Why are you attaching all these convoluted characteristics to art? Is it because you are otherwise unable to claim computer art isn’t art?
Art does not need to have intent. It doesn’t need philosophy. It doesn’t need to be made by a sentient being. It doesn’t need to be 100% original, because no art ever is. So what if a computer created it?
If you encounter an artist who never saw a cat, they would also not be able to paint it. Just look at these medieval depictions of lions where it is clear the artist never saw one.

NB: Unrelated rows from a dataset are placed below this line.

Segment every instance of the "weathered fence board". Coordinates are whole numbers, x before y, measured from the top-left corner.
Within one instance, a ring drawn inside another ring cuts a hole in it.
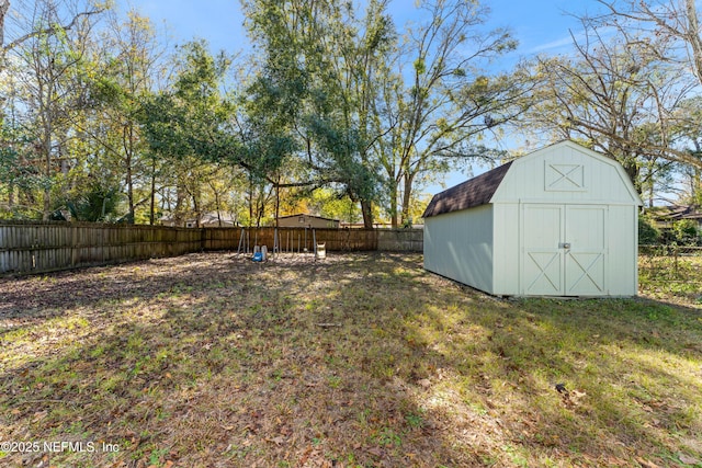
[[[203,250],[273,251],[275,228],[172,228],[69,222],[0,221],[0,274],[44,273]],[[279,228],[279,252],[421,251],[421,230]]]

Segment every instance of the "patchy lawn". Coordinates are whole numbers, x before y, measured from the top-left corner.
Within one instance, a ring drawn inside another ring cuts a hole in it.
[[[0,442],[1,466],[702,466],[702,308],[501,300],[383,253],[5,278]]]

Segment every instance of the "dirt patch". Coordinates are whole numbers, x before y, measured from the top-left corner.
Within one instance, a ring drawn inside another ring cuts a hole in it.
[[[421,255],[386,253],[191,254],[4,278],[0,292],[0,441],[15,443],[0,464],[697,456],[691,308],[498,300],[424,272]]]

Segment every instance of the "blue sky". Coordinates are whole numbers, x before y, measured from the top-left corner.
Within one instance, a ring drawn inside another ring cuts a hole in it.
[[[239,0],[117,0],[121,9],[128,5],[140,14],[149,16],[155,25],[165,28],[173,44],[182,44],[193,38],[206,39],[213,52],[224,49],[228,53],[246,50],[248,38],[242,26],[244,16]],[[484,0],[491,10],[489,27],[507,27],[512,31],[520,46],[505,62],[517,61],[519,57],[539,53],[557,54],[570,46],[570,32],[577,34],[579,23],[568,13],[581,14],[595,10],[598,2],[584,0]],[[421,22],[414,0],[394,0],[392,11],[400,28],[407,20]],[[509,139],[499,141],[502,149],[517,149]],[[473,168],[478,174],[487,168]],[[444,185],[451,186],[466,180],[465,172],[448,174]],[[427,187],[429,193],[443,190],[443,186]]]
[[[247,46],[239,0],[118,0],[117,3],[123,10],[131,4],[157,26],[167,26],[176,43],[197,37],[207,39],[213,49],[237,52]],[[421,20],[412,14],[414,3],[414,0],[392,3],[398,26],[404,19]],[[577,28],[578,24],[564,12],[581,13],[597,2],[489,0],[485,4],[491,10],[491,26],[506,26],[514,32],[520,41],[518,54],[533,54],[567,46],[568,28]]]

Except it isn’t copying a style. It’s taking the actual images and turning them into statistical arrays and then combining them into an algorithmic output based on your prompt. It’s basically a pixel by pixel collage of thousands of pictures. Copying a style implies an understanding of the artistic intent behind that style. The why and how the artist does what they do. Image generators can do that exactly as well as the Gaussian Blur tool can.
The difference between the two is that you can understand why an artist made a line and copy that intent, but you’ll never make exactly the same line. You’re not copying and pasting that one line into your own work, while that’s exactly what the generator is doing. It just doesn’t look like it because it’s buried under hundreds of other lines taken from hundreds of other images (sometimes - sometimes it just gives you straight-up Darth Vader in the image).
So looking at images to make a generalised understanding of them, and then reproduce based upon additional information isn’t exactly what our brain does to copy someones style?
You are arguing against your own point here. You don’t need to “understand the artistic intent” to copy. Most artists don’t.
and just about any artist can draw Darth Vader as well, almost all non “ethics” or intent based argument can be applied to artists or sufficiently convoluted machine models.
But just about any artist isn’t reproducing a still from The Mandalorian in the middle of a picture like right-clicking and hitting “save as” on a picture you got from a Google search. Which these generators have done multiple times. A “sufficiently convoluted machine model” would be a senient machine. At the level required for what you’re talking about, we’re getting into the philosophical area of what it means to be a sentient being, which is so far removed from these generators as to be irrelevant to the point. And at that point, you’re not creating anything anyway. You’ve hired a machine to create for you.
These models are tools that use an algorithm to collage pre-existing works into a derivative work. They can not create. If you tell a generator to draw a cat, but it hasn’t any pictures of cats in its data set, you won’t get anything. If you feed AI images back into these generators, they quickly degrade into garbage. Because they don’t have a concept of anything. They don’t understand color theory or two point perspective or anything. They simply are programmed to output their collection of vectorized arrays in an algorithmic format based upon certain keywords.
Why are you attaching all these convoluted characteristics to art? Is it because you are otherwise unable to claim computer art isn’t art?
Art does not need to have intent. It doesn’t need philosophy. It doesn’t need to be made by a sentient being. It doesn’t need to be 100% original, because no art ever is. So what if a computer created it?
If you encounter an artist who never saw a cat, they would also not be able to paint it. Just look at these medieval depictions of lions where it is clear the artist never saw one.
Also, Dürer’s Rhino.
But he tried. That’s the important thing.